Iran was hardly a melting pot under the Pahlavi regime; nonetheless there was far greater interaction between Jews and Muslims back then. The community and its institutions were far more visible than they are today.


What more can the Iranian diaspora do to change the situation in Iran?

“More,” as you put it, implies that the diaspora has done something significant.

But it – we – alas, have not. There are those who are focusing on the mechanics of what they perceive to be an imminent toppling of Tehran. But what I consider the real work has yet to begin. We have yet to exercise together the democratic interchange we envision for Iran. We’re deeply disarrayed.

Have the US and the EU abandoned Israel regarding the existential threat Iran’s regime poses to the Jewish state’s security?

Abandoned, no. But thrown up their hands in diplomatic helplessness, probably yes. Israel is increasingly casting itself in the image of its own mortal enemies.

Its leadership lacks vision and does not stand on the great principles that the previous generation of Israeli leaders, i.e., Rabin and the like, stood. Jewish extremists are employing the very tactics that anti-Semites have employed to drive out the Jews. As a child growing up in Iran, my father suffered the blows of ignorant or fanatical bystanders who thought he, an “unclean” Jew, ought not to attend public school. Today, a Jewish eight-year-old girl is spat on in Beit Shemesh.

I lived in Iran when the buses were segregated and women were stripped of their various rights. Iran’s decline began with the decline of the society’s egalitarian values. Israel is following its No. 1 enemy’s example today. Israel is becoming its enemy, which makes the perceptive observer doubt the validity of its cries of Iranian foul play.


Isn’t it unfair to compare Iran’s authoritarian society with Israel’s democracy?

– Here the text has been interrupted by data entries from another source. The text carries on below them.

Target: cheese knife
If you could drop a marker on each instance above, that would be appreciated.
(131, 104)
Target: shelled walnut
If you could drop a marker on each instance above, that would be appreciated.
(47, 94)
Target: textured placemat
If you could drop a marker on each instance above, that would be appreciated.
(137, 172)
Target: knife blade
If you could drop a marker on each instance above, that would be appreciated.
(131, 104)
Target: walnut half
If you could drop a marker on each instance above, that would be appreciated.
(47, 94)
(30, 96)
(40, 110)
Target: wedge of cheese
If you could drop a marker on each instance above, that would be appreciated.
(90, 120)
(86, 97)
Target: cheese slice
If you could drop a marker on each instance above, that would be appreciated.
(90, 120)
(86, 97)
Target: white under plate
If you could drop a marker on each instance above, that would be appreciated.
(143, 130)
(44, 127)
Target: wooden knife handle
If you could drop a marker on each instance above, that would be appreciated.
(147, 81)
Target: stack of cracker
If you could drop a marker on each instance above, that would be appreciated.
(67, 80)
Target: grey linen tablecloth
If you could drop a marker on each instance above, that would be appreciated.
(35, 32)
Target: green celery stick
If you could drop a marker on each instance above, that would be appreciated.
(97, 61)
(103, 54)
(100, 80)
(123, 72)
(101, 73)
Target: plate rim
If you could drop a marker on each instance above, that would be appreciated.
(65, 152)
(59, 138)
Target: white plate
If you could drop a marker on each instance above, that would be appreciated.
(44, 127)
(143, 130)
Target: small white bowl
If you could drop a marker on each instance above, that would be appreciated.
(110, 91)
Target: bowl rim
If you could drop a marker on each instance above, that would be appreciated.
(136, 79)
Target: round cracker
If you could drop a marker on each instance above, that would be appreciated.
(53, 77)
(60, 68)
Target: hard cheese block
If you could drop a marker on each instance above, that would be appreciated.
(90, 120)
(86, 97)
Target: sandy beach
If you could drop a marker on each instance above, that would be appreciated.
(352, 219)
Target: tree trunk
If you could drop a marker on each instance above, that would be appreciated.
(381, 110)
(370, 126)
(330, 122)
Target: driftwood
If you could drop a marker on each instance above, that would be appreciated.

No tyranny identifies itself as a dictatorship. Even North Korea’s official title is Democratic People’s Republic of Korea.

Iran’s regime is not an exception. It is important to remember that tyrannies are not born overnight. The transition to such rule is often gradual and insidious.

When in Paris in 1978 and prior to taking over power, Ayatollah [Ruhollah] Khomeini sounded like an egalitarian leader who believed in civil liberties, freedom of expression and gender equality.

It was only after rising to power that he implemented laws that over time eroded and undermined the rights of women or press or academia. No democracy is absolute. But Israel’s relative democracy is being eroded and undermined by… extreme religious forces [similar to those] that undermined Iran’s great hope of a democracy in 1979.

Should military action against Iran’s nuclear facilities be a real option from the West and Israel?

For Israel, the long-term consequences of such an attack will be gravely costly.

With so many wars in the past two decades, Israel cannot afford to also begin preemptive ones. For the West, really the US, the attack is something that is only metaphorically on the proverbial table. But war is not something that Americans can afford nowadays – a fact that many experts and politicians have made clear. Therefore, as a threat, it echoes as an empty one.

The writer is The Jerusalem Post’s European correspondent and a fellow of the Foundation for Defense of Democracies.